27.7.21

Como será?

Num dos muitos dias em que não morreu, João Miguel foi ao mercado comprar sal, vinho tinto e coentros, beber vinho branco e vermute e ver os amigos. João Miguel é um rapaz sensato, pintor (de paredes), que tem «a sorte de estar desempregado» (aspas porque o cito) e gosta de passear a sua - para mim incompreensível - «sorte» pela nossa cidade. Está casado com uma rapariga conhecida - apresenta um programa de televisão, se não me engano (não vejo televisão e não posso asseverar a veracidade de tudo o que me dizem.
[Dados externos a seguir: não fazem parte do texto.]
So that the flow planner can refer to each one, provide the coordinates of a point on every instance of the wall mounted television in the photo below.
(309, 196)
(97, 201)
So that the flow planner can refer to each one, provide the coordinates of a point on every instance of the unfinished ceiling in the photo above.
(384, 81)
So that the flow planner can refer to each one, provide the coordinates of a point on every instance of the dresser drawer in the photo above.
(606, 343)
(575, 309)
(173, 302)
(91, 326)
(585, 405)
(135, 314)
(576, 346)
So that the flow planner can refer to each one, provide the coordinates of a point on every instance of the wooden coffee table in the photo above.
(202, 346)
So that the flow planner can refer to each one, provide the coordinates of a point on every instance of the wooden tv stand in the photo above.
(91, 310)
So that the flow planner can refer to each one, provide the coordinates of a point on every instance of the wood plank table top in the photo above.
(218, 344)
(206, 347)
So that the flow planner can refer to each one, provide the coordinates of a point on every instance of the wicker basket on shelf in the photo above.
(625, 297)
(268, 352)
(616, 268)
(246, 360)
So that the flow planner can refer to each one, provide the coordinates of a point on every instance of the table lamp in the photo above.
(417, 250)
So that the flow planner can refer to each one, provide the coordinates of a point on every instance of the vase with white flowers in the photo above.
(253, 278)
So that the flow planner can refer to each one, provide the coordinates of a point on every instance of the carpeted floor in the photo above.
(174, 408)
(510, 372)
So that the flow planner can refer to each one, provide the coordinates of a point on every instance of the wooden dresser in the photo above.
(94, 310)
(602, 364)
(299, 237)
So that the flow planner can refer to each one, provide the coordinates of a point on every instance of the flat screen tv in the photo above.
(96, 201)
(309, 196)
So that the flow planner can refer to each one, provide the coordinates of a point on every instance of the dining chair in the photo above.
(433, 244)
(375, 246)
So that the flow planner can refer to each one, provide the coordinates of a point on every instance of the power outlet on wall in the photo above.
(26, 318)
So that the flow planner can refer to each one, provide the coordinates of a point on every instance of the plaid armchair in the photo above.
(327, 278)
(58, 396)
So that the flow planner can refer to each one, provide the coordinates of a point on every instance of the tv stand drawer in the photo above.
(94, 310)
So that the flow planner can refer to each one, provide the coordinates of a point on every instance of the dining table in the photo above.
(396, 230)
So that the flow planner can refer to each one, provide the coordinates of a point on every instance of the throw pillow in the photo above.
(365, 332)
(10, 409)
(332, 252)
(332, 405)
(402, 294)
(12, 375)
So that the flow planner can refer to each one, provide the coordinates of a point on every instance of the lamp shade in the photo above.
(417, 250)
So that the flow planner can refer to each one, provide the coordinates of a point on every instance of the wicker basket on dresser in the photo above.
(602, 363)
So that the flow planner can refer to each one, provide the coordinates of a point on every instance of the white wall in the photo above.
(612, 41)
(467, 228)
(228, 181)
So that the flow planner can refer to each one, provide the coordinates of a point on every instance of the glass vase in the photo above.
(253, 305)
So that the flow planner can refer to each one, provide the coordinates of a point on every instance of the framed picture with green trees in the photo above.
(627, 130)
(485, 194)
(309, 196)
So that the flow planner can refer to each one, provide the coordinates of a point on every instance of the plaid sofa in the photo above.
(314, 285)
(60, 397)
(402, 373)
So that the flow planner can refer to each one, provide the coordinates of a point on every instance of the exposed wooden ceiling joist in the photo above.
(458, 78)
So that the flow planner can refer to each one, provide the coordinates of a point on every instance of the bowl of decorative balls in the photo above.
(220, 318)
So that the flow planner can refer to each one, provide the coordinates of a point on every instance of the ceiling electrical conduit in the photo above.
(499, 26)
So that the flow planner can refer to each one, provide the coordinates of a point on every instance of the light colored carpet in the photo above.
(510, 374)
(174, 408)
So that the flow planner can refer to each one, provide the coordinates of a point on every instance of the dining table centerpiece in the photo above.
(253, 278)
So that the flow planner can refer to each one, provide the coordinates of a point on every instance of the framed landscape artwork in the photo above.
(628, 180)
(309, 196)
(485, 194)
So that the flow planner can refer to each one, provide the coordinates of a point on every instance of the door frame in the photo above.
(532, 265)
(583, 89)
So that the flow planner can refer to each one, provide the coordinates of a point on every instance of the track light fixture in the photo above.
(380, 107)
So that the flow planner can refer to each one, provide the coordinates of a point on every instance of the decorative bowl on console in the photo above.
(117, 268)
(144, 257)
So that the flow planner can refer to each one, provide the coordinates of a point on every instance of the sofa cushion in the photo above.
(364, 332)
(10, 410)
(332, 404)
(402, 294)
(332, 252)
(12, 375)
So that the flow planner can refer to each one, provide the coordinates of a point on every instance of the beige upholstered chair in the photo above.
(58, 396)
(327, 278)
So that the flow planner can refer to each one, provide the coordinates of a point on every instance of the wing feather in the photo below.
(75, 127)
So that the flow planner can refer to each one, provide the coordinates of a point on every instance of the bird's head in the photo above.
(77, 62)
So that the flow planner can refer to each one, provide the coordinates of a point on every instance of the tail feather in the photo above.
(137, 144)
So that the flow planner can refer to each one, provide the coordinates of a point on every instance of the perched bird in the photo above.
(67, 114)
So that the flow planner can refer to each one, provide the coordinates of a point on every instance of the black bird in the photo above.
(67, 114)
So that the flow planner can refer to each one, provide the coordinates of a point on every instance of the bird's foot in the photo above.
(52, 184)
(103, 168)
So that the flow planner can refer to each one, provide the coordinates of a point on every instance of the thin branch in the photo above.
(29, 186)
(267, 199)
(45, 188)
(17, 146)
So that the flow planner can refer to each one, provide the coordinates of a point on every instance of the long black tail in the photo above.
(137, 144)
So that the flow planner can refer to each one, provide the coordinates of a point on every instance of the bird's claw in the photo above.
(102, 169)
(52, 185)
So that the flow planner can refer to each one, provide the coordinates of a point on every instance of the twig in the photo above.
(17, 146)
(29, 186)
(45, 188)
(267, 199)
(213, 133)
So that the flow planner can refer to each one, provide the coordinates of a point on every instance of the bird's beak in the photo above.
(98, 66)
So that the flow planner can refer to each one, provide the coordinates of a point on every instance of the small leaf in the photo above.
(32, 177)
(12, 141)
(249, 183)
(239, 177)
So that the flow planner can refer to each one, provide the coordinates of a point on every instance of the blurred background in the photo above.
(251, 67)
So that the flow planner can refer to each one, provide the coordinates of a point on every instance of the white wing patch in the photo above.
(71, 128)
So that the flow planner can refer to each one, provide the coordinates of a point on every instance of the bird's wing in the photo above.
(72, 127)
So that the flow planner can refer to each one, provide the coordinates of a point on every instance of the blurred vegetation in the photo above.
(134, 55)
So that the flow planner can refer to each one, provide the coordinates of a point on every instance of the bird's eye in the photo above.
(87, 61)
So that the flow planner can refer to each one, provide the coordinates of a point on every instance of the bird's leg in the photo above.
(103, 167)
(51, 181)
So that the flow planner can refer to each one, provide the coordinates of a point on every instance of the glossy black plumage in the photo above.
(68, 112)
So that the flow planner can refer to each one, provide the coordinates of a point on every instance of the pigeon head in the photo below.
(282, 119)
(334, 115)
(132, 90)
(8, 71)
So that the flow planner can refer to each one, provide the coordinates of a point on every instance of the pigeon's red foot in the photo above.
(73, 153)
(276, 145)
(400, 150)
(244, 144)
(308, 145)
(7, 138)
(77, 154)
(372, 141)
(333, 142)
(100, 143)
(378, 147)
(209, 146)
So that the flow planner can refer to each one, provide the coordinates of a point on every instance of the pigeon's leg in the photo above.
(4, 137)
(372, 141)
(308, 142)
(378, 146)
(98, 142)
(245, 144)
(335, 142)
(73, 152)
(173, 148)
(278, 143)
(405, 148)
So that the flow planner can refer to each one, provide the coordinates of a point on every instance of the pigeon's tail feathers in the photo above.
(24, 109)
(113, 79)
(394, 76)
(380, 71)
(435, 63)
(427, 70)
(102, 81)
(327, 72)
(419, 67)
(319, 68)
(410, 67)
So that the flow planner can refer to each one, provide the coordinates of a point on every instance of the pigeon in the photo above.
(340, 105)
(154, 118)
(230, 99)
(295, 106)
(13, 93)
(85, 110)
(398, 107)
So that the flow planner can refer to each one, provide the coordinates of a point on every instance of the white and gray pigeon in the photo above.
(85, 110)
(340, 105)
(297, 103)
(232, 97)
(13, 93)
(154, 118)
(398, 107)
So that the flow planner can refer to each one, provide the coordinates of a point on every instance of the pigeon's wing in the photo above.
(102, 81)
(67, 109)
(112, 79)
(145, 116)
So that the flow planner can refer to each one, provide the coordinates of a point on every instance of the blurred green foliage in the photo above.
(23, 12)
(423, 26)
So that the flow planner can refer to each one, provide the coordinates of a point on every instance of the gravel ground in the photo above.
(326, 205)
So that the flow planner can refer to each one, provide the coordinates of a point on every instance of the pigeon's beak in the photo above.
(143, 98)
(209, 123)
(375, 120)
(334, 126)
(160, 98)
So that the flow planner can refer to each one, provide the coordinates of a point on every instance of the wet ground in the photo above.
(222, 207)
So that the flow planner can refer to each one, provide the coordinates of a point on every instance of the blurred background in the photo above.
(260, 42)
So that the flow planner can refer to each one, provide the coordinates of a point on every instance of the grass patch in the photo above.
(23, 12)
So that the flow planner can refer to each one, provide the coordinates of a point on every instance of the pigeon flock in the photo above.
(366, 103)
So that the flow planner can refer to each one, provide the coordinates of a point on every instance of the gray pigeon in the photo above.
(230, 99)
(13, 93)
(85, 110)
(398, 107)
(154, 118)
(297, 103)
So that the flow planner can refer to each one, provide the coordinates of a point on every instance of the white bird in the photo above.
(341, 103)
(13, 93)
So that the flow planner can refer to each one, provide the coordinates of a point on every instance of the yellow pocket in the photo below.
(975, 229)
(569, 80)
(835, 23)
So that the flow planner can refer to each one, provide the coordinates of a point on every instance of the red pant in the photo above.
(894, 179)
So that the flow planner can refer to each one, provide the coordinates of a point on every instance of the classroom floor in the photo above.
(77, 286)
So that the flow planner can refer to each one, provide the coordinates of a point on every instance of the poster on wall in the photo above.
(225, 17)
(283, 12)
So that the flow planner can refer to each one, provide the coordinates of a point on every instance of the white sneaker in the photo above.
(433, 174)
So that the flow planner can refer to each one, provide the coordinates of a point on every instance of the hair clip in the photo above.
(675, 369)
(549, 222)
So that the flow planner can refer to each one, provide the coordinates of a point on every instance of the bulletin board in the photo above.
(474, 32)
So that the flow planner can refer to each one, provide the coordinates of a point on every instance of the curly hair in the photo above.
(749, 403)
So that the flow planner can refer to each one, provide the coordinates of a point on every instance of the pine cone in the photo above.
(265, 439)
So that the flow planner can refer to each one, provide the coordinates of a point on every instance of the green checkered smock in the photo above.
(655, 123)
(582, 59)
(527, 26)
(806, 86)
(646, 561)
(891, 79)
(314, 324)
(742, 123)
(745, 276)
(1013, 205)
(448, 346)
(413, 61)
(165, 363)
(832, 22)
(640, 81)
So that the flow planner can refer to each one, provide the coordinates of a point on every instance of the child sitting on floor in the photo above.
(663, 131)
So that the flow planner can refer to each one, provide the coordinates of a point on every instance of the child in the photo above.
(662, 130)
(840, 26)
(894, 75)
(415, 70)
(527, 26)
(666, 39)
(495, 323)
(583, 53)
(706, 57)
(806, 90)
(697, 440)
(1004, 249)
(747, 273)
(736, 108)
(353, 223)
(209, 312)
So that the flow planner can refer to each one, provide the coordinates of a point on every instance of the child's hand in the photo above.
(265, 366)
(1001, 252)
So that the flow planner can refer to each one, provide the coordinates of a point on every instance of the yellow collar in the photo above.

Acresce que a vida dos outros me interessa dolorosamente pouco e a de João Miguel não é excepção).

João Miguel, a mulher, os quatro filhos deles e eu vivemos - com mais quinhentas mil pessoas, mais coisa menos coisa - nesta cidade. «Toda a gente» se pergunta como é que um pintor de paredes está há tanto tempo casado com uma «celebridade». Eu não. São assuntos que me interessam pouco: cada um casa-se com quem quer ou com quem pode. Se ele suporta a mulher e se esta o suporta a ele - isto é, se se suportam mutuamente; se educaram correctamente os filhos; se se entendem em todos os lugares onde um casal deve entender-se - a saber: na cama, na cozinha, na sala, na rua e em casa de terceiros - não há razão alguma para eu me intrometer na vida deles. Se nada disso acontece, então ainda menos razões há para que as suas vidas sejam objecto de interesse ou tema de conversa nas tabernas.

De momento, escapa-me o nome da mulher. Creio que é Ana, mas não tenho a certeza. Como disse, interesso-me pouco pela vida dos outros. Já a ida de João Miguel ao mercado me atrai e muito: o rapaz está desempregado, não gosta de viver a expensas da mulher e vai, voluntariamente, expor-se a uma Via Crucis - dizer olá a toda a gente que conhece sem poder parar para beber um copo? Ou beber só um quando quer beber dois? Ou comprar coentros quando o que quer é secretos de porco ibérico a vinte e oito euros o quilo?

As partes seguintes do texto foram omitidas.